Engineers have created an AI system that enables a person wearing headphones to quickly enroll a speaker by looking at them for a few seconds. Once enrolled, the system can then play the speaker’s voice in real time, even in noisy environments as they move around. Noise-canceling headphones have become adept at creating a blank auditory canvas, but allowing specific sounds from the wearer’s surroundings to come through the erasure continues to pose a challenge for researchers. For example, the newest version of Apple’s AirPods Pro can automatically adjust sound levels for wearers by detecting when they are in a crowded place.Time and real-time communication are essential in today’s fast-paced world. However, it can be challenging to hear and understand a speaker in a noisy environment. This can be frustrating, especially if the listener has little control over whom to listen to or when this happens.

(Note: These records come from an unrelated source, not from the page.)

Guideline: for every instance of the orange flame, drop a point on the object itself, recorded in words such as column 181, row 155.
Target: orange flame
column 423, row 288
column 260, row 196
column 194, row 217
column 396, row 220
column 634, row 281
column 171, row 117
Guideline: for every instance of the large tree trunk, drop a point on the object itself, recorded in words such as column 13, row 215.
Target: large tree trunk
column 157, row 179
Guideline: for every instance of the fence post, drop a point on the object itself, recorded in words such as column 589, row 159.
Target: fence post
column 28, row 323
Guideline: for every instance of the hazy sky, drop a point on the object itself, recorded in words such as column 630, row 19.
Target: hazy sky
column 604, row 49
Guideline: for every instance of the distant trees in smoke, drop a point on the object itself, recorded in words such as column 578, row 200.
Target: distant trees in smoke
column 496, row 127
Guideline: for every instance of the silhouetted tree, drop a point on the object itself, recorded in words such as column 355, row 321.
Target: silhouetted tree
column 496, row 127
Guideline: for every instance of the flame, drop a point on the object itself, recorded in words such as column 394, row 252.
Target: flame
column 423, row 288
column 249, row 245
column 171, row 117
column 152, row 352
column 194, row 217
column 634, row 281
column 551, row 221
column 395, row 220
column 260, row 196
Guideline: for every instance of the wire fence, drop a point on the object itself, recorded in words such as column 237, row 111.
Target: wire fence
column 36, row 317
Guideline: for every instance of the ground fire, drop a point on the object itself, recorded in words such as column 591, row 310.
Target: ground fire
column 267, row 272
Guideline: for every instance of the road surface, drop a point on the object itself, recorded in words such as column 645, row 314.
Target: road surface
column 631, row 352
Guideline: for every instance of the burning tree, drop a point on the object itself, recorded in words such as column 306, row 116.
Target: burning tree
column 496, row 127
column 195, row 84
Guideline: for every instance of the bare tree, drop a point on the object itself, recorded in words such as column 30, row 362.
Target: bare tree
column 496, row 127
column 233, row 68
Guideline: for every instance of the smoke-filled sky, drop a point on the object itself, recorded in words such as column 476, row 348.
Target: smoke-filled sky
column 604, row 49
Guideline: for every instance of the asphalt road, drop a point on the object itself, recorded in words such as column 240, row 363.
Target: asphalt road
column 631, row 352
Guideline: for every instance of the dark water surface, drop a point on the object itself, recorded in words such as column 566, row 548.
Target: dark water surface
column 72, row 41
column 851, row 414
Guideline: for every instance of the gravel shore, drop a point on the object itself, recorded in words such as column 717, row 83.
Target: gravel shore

To address this issue, a team from the University of Washington has developed an artificial intelligence system called “Target Speech Hearing.” This innovative system allows a user wearing headphones to focus on a person speaking for three to five seconds to “enroll” them. Once enrolled, the system cancels out all other sounds in the environment and plays only the enrolled speaker’s voice in real time. This means that the listener can move around in noisy places and still hear the speaker, even if they are no longer facing them.
The team shared their findings at the ACM CHI Conference on Human Factors in Computing Systems in Honolulu on May 14. The development of this AI system has the potential to greatly improve the listening experience for individuals in noisy environments.The proof-of-concept device for modifying auditory perception is accessible for others to utilize and expand upon. This system is not currently available for commercial use. According to senior author Shyam Gollakota, a professor in the Paul G. Allen School of Computer Science & Engineering at UW, AI is often associated with web-based chatbots, but this project focuses on using AI to personalize the auditory experience for headphone users. The device allows users to clearly hear a single speaker in a noisy environment with multiple conversations. To use the system, the individual simply needs to wear the off-the shelf headphones.-shelf headphones with built-in microphones have a button that, when pressed, can pick up the sound of the person speaking while the listener moves their head. The microphones are designed to capture the speaker’s voice within a 16-degree margin of error on both sides of the headset. The headphones then transmit this signal to a built-in computer with machine learning software, which learns the unique vocal patterns of the desired speaker. As the speaker continues to talk, the system becomes more adept at focusing on their voice, even as the listener moves around. This allows the system to continue playing back the speaker’s voice with improved accuracy over time.
The system was tested on 21 subjects, and the results showed that the clarity of the enrolled speaker’s voice was rated nearly twice as high as the unfiltered audio on average by the participants.
This study builds on the team’s previous “semantic hearing” research, where users could choose specific sound classes they wanted to hear, such as birds or voices, and cancel out other sounds in the environment.
At the moment, the TSH system is only able to enroll one speaker at a time, and it can only do so when there are no other loud voices coming from the same direction as the target speaker’s voice. If a user is not satisfied with the result, the system can be adjusted.
When the sound quality of a speaker is not up to standard, they can conduct another registration to enhance the clarity.
The team is currently working on expanding the system to include earbuds and hearing aids in the future.
Other contributors to the study included Bandhav Veluri, Malek Itani, and Tuochao Chen, who are doctoral students at the Allen School, as well as Takuya Yoshioka, the research director at AssemblyAI. This research received funding from a Moore Inventor Fellow award, a Thomas J. Cabel Endowed Professorship, and a UW CoMotion Innovation Gap Fund.